People need to focus on having empathy

So many things have been lost over the past four years. One thing that many Americans seem to have forgotten amid all of this is the power of empathy.

The current state of the U.S. is one of deep division.

Politically, we have people on the left, people on the right, people in the middle and people who just plain don’t want to be involved. People throw slander at one another simply because of the political candidate they voted for.

Oftentimes, people are misled to see political issues as binary, as absolute, their own side as good, and the other side as bad.

We forget that everything is multifaceted. And so is every person. Everybody has a story that we don’t know.

It can seem impossible at times to see eye to eye with those we don’t politically align with. But we can only begin to understand where others are coming from, how they formulate their ideas, how they see the world, by putting ourselves in their shoes.

When we begin to empathize rather than generalize, we start to realize that our true values may not be so divided as it may seem.

For instance, take the American middle class.

Wealth in America is becoming more and more stratified, leaving the middle class dwindling and struggling.

This affects thousands of families in the U.S., democrat and republican alike.

Where we disagree is how we believe the government should respond to this issue.

While some Americans believe that taxes should be raised for the top one percent of the wealthiest citizens, others believe we should simply be granted more freedoms in order to stave off what is perceived as attempts towards socialism.

But one thing remains true: all Americans are struggling right now in some form or another.

Our struggles are oftentimes more alike than they may at first appear. When we fail to see each other on this common ground, we become even further polarized than we already are.

Our failure to communicate with one another plays a big factor in our inability to empathize. Opacity, or the inability to be transparent, is in the nature of our language.

We all possess different bodies of experience that we carry with us into conversations. These unique experiences lead to differences of which, in turn, lead to unjustified assumptions that our own opinons are true and anything else is false.

These types of assumptions take us down a path towards even more dangerous stereotypes and conspiracy theories.

When individuals are uneducated on the process of critical thinking that must be employed when encountering information on the internet, people can be sucked down a rabbit hole of misinformation.

By empathizing with each other and having meaningful conversations, we can be more effective in understanding others.

Starting conversations with different-minded individuals by talking not about only our disagreements, but about our common and collective struggles, can lead to much more productive conversations.

This race is not about democrat versus republican. It is not about confederate flag flyers versus socialist snowflakes. It is not about the dangerous stereotypes and conspiracy theories that our country has been brainwashed with.

It is about finding some much-needed common ground and compassion for our fellow human beings.

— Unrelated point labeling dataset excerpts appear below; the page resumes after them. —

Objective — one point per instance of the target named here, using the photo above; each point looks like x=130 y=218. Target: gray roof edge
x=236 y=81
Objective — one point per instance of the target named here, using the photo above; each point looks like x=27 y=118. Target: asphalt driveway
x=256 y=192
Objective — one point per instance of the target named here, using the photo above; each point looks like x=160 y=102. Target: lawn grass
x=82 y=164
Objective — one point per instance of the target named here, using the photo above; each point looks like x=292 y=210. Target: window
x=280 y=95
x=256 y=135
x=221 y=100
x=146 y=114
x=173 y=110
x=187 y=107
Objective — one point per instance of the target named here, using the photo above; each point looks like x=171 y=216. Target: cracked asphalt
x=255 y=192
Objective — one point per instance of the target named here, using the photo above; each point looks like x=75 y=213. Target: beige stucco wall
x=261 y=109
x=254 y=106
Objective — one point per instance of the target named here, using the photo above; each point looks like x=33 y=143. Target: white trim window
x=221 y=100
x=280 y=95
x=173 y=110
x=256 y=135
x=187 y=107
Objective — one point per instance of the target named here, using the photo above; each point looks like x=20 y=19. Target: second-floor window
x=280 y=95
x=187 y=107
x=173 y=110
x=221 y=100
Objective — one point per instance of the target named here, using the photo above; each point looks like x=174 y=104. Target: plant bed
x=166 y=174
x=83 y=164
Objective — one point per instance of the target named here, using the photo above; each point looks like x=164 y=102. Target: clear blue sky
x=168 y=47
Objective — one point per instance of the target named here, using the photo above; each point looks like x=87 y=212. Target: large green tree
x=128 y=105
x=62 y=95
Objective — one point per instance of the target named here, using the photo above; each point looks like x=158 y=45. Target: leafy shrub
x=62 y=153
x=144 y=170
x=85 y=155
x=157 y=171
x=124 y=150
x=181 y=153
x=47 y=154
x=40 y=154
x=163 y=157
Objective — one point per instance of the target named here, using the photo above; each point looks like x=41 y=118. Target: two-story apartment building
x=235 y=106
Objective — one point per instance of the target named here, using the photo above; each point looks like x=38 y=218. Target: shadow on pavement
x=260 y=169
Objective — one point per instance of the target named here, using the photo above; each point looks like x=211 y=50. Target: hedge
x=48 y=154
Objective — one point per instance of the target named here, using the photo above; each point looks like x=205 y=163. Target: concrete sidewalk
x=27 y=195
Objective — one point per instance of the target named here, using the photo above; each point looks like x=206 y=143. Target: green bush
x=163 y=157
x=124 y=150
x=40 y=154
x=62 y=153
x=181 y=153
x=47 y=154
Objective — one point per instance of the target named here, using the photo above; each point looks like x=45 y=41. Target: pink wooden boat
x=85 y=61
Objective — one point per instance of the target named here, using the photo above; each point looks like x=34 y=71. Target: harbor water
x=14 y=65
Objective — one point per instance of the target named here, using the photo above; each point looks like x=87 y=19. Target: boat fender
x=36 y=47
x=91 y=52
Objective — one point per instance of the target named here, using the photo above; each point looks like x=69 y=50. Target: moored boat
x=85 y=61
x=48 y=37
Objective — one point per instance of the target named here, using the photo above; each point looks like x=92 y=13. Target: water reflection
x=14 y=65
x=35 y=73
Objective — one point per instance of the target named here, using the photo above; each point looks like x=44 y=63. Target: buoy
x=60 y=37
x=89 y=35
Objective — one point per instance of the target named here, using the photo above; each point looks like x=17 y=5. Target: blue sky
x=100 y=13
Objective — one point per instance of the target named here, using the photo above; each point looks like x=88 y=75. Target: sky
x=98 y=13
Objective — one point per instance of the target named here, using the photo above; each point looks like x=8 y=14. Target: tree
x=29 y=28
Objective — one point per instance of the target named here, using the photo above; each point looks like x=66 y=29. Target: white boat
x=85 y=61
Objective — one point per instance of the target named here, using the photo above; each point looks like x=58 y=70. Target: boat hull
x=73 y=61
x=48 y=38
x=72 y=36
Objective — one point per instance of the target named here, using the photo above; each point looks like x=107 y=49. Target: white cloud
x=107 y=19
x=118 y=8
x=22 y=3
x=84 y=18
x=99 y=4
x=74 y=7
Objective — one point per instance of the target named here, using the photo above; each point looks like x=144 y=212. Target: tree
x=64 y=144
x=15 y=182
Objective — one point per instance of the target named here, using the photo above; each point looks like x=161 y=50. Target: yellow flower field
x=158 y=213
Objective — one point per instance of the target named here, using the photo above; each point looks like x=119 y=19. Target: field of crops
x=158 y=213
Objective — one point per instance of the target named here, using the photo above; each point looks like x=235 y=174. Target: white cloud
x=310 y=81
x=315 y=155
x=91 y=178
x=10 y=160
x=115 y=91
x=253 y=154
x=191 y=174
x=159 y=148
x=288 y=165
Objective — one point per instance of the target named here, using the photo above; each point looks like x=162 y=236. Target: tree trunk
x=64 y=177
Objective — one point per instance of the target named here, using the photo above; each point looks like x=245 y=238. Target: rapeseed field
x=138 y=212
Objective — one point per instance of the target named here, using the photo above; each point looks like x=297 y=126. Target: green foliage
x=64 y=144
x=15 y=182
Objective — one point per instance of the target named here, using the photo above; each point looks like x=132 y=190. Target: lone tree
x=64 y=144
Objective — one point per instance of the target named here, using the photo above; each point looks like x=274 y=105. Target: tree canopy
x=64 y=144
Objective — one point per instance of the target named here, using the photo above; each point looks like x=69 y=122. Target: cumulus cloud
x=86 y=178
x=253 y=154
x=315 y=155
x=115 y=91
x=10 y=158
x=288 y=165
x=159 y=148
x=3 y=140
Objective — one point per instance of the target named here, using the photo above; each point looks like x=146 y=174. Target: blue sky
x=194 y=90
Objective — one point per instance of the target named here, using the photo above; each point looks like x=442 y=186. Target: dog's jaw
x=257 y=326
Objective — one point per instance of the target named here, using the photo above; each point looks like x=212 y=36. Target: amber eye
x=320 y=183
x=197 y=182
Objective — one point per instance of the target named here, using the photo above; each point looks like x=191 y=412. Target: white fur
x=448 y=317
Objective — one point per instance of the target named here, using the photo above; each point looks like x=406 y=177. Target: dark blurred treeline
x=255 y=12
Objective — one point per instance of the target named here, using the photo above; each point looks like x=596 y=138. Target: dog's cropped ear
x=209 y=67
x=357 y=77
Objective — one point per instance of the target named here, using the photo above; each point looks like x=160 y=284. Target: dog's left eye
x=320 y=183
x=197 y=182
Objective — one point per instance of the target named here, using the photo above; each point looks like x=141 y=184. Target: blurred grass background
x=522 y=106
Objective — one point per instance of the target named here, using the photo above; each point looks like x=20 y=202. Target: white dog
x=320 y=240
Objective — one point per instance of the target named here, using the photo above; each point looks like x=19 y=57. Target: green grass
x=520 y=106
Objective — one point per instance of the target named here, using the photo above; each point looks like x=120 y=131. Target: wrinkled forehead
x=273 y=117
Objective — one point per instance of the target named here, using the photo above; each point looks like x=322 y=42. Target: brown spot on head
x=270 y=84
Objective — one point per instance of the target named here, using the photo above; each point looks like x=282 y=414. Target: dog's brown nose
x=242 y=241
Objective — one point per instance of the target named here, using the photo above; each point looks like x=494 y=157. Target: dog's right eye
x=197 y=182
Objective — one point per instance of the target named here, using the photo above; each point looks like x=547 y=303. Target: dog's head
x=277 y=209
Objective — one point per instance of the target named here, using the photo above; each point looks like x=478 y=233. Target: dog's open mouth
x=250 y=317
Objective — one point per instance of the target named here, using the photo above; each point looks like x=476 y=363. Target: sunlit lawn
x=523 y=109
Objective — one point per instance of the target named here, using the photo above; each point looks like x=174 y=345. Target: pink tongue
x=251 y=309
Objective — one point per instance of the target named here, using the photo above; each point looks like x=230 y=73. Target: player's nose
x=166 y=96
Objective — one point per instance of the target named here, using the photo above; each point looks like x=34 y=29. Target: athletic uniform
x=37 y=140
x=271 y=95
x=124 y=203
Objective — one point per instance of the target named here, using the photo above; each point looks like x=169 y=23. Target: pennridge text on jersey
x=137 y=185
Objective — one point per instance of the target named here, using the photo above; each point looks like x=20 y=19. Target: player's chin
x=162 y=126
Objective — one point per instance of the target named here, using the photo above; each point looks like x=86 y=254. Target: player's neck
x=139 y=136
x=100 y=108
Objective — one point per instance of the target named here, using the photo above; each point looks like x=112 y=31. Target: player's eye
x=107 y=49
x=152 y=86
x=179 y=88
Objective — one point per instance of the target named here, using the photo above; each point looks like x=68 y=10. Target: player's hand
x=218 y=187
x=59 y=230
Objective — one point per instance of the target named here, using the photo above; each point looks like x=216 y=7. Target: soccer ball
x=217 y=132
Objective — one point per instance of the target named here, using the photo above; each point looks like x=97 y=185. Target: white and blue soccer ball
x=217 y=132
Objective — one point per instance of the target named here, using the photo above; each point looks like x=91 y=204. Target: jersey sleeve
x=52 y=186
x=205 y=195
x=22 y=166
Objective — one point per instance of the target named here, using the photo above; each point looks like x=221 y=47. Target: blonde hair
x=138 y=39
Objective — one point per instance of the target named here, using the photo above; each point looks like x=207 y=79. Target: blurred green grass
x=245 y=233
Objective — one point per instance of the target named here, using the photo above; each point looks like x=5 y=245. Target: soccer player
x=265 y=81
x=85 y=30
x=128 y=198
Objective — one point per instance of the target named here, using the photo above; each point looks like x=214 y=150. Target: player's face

Empathy, then, should be the number one priority and focus for Americans.

When we attempt to understand where others are coming from, to hear their stories and to learn that no two people share the exact same experiences, only then are we able to see from other sides and diminish this divide that we find ourselves trapped in.

Turbulent times like this are scary. Care for one another. Be understanding and compassionate.

Love, not hatred, will always be the right answer.